Войдя, он снял со стула чемодан, сел – и сразу мощным обиженным голосом заговорил о вечере венгерской поэзии, устроенном где-то за Марьиной рощей, нарочно устроенном так, чтобы никто из любящих не мог туда попасть; афиши были, но на них стояло «вход по билетам», а билеты нарочно разослали учащимся втузов, которым неинтересно.
– Вечер из серии: «лучше смерть», – сказала Анна Андреевна.
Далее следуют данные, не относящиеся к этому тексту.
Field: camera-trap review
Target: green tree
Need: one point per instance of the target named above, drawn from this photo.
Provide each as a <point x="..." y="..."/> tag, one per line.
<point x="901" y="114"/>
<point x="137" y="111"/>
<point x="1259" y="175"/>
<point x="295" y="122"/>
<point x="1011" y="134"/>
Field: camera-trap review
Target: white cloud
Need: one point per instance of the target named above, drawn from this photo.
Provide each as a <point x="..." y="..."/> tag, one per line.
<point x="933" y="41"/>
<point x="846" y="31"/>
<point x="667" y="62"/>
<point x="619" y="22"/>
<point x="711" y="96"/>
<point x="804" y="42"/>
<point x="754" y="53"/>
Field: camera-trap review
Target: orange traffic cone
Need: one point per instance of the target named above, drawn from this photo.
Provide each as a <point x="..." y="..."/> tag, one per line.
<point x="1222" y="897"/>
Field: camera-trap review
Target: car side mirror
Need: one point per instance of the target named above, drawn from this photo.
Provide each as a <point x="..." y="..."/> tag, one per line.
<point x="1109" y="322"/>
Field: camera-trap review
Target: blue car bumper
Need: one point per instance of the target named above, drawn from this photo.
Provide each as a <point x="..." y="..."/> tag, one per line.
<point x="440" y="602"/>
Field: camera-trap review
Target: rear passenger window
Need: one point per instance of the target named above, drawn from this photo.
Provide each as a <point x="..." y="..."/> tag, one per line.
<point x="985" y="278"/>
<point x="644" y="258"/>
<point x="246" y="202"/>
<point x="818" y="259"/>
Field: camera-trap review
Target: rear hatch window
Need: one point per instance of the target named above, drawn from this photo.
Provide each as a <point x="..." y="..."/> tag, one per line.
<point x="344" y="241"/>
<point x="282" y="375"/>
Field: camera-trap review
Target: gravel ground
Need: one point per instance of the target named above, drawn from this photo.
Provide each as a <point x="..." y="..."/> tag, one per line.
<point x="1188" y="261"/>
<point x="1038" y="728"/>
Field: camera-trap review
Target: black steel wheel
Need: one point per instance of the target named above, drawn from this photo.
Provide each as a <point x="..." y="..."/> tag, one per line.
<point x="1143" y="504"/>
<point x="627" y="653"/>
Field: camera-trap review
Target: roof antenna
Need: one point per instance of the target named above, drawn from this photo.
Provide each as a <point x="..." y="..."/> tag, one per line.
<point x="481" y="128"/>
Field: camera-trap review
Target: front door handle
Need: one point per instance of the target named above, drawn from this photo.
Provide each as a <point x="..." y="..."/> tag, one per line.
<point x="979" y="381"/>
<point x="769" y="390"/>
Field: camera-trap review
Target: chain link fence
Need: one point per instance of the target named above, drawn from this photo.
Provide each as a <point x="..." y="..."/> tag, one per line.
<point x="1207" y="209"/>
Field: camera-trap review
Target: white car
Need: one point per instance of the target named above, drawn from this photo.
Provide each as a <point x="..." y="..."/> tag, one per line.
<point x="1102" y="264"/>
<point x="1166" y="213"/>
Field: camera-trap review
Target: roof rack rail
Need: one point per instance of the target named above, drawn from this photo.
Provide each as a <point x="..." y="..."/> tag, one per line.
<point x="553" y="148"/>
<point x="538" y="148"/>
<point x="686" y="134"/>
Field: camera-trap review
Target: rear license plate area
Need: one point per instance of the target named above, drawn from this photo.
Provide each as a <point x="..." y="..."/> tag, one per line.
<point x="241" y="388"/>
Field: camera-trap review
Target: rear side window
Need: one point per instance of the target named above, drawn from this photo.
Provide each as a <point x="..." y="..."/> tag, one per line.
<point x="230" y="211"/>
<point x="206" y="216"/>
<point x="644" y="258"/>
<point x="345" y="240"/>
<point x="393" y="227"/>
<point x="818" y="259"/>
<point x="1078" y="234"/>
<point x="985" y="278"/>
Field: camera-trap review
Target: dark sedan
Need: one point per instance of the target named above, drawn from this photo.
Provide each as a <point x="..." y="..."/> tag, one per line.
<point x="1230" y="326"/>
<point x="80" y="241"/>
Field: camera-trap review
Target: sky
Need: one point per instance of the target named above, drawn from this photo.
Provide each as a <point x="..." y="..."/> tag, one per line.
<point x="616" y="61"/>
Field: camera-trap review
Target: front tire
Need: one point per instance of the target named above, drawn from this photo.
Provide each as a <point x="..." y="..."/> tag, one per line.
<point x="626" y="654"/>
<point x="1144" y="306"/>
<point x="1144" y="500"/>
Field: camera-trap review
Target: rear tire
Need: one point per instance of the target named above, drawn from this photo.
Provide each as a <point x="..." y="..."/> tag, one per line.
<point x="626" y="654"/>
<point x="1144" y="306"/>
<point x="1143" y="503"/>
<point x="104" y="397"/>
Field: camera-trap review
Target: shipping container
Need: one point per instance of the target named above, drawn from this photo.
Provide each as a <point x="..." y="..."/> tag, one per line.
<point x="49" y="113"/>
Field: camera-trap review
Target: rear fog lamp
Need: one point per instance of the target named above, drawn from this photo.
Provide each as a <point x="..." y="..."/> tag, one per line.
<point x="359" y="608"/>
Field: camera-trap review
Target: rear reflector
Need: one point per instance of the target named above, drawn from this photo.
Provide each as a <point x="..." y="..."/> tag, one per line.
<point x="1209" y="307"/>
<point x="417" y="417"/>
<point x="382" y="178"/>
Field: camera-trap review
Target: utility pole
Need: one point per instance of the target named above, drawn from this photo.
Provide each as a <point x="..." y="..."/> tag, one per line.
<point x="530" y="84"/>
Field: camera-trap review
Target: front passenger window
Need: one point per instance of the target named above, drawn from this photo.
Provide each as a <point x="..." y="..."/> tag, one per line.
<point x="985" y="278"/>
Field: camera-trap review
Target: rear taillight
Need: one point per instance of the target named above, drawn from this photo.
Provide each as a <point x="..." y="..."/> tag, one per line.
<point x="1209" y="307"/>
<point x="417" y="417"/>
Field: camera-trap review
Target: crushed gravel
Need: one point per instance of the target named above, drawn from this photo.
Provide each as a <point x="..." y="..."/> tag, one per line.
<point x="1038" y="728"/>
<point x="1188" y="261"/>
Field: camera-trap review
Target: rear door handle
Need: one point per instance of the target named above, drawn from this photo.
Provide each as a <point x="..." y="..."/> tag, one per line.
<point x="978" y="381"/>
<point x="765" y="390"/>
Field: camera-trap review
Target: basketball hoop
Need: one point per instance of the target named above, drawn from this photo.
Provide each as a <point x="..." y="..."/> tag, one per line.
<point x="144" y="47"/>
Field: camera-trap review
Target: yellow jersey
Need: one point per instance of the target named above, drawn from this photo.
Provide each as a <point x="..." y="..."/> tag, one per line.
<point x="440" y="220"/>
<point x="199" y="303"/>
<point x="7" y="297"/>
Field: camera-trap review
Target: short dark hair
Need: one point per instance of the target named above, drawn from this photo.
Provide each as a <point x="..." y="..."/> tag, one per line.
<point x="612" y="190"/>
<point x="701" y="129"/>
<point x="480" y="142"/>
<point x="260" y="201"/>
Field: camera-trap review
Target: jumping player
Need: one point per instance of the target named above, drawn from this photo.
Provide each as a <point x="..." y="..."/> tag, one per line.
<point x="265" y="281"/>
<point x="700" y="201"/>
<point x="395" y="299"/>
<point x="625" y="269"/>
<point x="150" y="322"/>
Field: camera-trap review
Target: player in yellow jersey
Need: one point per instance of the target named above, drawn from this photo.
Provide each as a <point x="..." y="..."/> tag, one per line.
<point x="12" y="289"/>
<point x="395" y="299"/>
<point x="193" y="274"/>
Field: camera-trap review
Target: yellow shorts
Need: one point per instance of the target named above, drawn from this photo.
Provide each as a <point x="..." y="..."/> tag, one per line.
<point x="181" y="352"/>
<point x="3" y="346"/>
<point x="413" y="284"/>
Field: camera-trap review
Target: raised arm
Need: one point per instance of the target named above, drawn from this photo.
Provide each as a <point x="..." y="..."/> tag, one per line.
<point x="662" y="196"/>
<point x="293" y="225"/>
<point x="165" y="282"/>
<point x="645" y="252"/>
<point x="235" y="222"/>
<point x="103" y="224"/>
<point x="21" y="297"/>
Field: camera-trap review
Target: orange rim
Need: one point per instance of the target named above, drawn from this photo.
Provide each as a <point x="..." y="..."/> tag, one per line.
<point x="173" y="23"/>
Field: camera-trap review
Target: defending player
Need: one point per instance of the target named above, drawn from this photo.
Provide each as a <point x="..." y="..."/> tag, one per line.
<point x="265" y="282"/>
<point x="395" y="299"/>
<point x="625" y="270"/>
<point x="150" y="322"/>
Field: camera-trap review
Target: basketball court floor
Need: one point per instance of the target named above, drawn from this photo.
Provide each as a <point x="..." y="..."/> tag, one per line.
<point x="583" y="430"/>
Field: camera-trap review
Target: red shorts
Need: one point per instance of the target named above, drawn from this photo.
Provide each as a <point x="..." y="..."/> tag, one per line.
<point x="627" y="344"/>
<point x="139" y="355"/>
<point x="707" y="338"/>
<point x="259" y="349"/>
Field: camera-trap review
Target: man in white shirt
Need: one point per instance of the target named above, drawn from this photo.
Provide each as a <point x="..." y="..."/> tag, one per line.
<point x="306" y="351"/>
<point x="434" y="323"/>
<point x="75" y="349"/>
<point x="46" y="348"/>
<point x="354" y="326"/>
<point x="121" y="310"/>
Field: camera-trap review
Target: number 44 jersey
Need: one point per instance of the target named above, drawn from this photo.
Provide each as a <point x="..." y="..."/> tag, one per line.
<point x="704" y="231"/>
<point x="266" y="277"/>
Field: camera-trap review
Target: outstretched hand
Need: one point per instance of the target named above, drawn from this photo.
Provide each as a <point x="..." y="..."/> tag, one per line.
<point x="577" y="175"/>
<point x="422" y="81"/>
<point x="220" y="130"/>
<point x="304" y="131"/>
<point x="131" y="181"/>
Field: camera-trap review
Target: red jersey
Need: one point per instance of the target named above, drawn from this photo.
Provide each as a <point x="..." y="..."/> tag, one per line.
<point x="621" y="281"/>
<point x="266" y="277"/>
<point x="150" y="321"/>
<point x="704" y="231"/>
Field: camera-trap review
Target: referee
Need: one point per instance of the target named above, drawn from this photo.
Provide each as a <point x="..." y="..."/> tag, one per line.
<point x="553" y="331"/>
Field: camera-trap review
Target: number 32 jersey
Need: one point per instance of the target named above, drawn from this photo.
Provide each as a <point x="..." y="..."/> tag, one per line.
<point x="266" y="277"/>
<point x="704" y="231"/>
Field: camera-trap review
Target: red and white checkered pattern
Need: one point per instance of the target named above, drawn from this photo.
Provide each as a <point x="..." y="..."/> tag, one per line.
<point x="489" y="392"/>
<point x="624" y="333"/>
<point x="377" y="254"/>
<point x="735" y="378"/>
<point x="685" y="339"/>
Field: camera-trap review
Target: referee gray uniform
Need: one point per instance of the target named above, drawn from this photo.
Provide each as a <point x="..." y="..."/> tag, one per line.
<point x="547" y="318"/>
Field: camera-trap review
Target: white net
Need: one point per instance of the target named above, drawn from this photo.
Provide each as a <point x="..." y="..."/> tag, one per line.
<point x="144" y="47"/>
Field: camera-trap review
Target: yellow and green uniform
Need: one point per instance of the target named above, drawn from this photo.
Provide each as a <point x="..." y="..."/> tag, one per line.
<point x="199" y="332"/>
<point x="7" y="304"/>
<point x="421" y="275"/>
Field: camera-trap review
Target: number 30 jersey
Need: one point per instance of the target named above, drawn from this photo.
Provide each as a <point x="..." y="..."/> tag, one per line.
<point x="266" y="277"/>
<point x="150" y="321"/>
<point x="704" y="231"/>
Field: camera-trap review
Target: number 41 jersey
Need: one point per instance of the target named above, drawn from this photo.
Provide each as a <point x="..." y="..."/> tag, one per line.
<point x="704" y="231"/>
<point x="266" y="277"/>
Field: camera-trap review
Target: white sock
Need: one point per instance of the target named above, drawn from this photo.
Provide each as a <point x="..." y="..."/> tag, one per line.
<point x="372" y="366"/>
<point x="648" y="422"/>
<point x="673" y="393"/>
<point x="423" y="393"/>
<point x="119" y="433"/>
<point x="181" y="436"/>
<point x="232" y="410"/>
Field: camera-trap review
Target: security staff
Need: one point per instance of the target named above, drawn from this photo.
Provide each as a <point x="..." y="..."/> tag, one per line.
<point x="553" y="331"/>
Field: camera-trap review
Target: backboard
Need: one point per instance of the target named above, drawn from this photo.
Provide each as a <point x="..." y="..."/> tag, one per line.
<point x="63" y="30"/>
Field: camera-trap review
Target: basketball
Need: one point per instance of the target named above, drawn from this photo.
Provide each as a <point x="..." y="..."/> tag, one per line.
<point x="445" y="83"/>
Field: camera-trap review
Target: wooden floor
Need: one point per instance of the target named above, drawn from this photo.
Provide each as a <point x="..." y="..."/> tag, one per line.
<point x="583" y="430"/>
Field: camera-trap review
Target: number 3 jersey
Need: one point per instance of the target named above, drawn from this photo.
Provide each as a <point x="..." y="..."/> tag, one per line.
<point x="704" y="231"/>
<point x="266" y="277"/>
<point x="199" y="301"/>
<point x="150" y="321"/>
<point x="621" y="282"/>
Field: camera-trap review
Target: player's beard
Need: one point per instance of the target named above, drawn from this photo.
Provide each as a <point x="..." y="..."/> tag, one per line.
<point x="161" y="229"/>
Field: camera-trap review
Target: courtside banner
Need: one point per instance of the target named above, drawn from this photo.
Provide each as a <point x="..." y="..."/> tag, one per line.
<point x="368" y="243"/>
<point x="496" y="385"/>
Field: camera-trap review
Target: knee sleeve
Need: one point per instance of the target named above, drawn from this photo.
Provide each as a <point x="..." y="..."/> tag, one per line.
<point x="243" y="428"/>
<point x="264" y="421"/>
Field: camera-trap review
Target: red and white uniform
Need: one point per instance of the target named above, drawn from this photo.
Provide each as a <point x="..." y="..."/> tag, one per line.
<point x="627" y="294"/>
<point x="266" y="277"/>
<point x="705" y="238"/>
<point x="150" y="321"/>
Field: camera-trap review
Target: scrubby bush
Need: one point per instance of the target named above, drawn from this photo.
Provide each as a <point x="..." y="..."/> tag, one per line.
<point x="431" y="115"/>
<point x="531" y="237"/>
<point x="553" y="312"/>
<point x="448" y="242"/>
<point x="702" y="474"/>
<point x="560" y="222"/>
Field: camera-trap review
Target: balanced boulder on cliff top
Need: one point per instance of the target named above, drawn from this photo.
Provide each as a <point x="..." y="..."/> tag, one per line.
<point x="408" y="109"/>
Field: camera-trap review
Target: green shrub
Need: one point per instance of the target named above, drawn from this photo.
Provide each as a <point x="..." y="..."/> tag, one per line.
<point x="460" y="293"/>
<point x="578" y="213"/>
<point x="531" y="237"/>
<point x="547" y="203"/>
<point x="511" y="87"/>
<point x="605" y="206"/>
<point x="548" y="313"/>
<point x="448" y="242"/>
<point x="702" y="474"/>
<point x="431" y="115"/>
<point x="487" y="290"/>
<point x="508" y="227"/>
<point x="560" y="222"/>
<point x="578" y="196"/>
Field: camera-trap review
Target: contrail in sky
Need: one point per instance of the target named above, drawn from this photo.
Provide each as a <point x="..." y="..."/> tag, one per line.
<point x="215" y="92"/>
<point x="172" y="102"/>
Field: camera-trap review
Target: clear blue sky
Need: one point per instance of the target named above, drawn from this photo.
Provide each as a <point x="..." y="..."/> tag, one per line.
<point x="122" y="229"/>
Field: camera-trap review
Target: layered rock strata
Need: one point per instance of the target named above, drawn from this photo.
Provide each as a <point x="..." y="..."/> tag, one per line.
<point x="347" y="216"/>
– Да, да, а они роздали свояченицам…
Но бросаю – пересказывать речь Пастернака нет возможности, и я не берусь, это не Анна Андреевна. В его монологе были Ливанов, юбилей, Тихонов, кучера с ватными задами, вечер «Фауста» в Союзе Писателей, где он, Борис Леонидович, заплакал, читая сцену Фауста с Маргаритой… И многое, многое еще, чего и пытаться не могу воспроизвести. Да и слушала я плохо, такую я чувствовала острую жалость к страданию, глядящему из его глаз.
Я спросила, как роман. Он сказал, что сейчас на несколько дней отложил роман, потому что занят срочной работой: переделывает «Фауста» для охлопковского театра. И стал объяснять нам, как именно он его переделывает[48].
Когда Пастернак ушел, Анна Андреевна по своему обыкновению прилегла на постель. Помолчав, она заговорила о славе.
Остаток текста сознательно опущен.